Legal Compliance: We may disclose your information if required by law, regulation, court order, or legal process.
Business Transfers: In the event of a merger, acquisition, or asset sale, your personal data may be transferred to a new entity with equivalent privacy protections.
Consent: We will share your personal data with third parties when you provide explicit consent for specific purposes.
We never sell your personal data to third parties or use it for advertising purposes unrelated to our messaging services.
​
6. Data Retention
We retain your personal data only for as long as necessary to fulfill the purposes outlined in this Privacy Policy or as required by applicable law:
Message Archives: We retain message data according to your configured retention settings with a minimum period of three months.
Account Information: We keep business contact and billing information for the duration of your subscription plus seven years for accounting and legal compliance.
Technical Logs: System logs and security monitoring data are retained for twelve months to support troubleshooting and security analysis.
Backup Data: Information in backup systems is deleted according to our standard rotation cycles, typically within twelve months of primary deletion.
​
7. Data Security
We implement appropriate technical and organizational measures to protect your personal data from unauthorized access, alteration, disclosure, or destruction:
Technical Safeguards: Encryption for data in transit and at rest, access controls with multi-factor authentication, regular security monitoring, and vulnerability assessments.
Organizational Measures: Staff training on privacy and security, need-to-know access principles, incident response procedures, and regular audits of data protection practices.
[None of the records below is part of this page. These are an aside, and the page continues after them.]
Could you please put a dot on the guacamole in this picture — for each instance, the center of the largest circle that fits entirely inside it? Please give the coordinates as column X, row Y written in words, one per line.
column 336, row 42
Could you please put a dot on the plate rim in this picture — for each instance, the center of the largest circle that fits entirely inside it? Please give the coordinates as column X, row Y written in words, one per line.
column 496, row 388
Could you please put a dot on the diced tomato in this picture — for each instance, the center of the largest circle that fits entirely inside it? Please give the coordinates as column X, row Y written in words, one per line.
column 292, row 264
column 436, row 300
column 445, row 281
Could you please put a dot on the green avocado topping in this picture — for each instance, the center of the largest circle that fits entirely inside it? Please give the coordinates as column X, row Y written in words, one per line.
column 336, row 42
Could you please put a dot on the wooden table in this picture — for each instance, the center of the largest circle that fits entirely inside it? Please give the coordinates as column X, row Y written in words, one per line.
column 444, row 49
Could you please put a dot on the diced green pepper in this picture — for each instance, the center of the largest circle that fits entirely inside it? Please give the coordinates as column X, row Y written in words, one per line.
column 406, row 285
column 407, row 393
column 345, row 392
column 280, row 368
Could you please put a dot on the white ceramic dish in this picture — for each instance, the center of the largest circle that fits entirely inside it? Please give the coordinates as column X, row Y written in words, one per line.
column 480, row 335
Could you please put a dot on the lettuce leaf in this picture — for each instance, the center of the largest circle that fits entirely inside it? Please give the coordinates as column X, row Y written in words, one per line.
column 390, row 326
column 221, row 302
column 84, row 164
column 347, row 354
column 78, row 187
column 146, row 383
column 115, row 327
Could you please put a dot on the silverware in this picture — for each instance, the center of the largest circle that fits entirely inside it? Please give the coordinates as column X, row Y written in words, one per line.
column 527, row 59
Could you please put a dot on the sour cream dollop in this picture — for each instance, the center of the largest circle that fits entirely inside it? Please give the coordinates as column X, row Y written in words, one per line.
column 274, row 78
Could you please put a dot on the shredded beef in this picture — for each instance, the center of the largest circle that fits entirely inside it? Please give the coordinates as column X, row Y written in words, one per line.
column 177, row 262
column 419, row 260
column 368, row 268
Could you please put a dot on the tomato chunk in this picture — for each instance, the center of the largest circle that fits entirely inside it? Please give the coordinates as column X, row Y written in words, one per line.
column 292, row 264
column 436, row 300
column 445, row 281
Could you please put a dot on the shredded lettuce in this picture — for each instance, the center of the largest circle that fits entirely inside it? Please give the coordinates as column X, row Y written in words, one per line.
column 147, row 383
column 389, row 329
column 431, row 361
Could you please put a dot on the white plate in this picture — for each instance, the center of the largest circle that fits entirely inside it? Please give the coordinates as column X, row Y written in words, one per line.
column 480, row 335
While we strive to protect your information using industry-standard security measures, no system can guarantee complete security. If you believe your personal data has been compromised, please contact us immediately at info@peppoledge.com.
​
8. Cross-Border Data Transfers
Our primary data processing occurs within the European Economic Area to ensure GDPR protection standards. When transfers outside the EEA are necessary for service delivery, we use Standard Contractual Clauses approved by the European Commission or rely on adequacy decisions to maintain equivalent protection levels.
​
9. Children's Privacy
Our services are intended for business use and are not directed to individuals under the age of 16. We do not knowingly collect or solicit personal data from children. If we learn that we have collected personal data from a child, we will delete that information as quickly as possible.
​
10. Cookies and Tracking Technologies
Our website and platform use cookies and similar technologies for:
Essential Functions: Session management, user authentication, and security features necessary for service operation.
Analytics: Understanding usage patterns and service performance to improve our platform capabilities.
Preferences: Remembering your settings and configuration choices for a better user experience.
You can control cookie settings through your browser preferences, though disabling essential cookies may affect platform functionality and service access.
​
11. Changes to This Privacy Policy
We may update this Privacy Policy from time to time in response to changes in legal, technical, or business developments. We will notify you of any material changes by posting the updated policy on our website and sending email notification to registered users. The effective date at the top of this policy indicates when it was last revised.
Continued use of our services after policy updates constitutes acceptance of the revised terms.
​
12. Contact Us
If you have any questions, concerns, or requests regarding this Privacy Policy or your personal data, please contact us at:
internetvista SA
Data Protection Officer
Email: info@peppoledge.com
Website: www.peppoledge.com
For general support and technical questions, reach us at support@internetvista.com.
You also have the right to lodge a complaint with your local data protection authority if you believe we have not addressed your privacy concerns appropriately.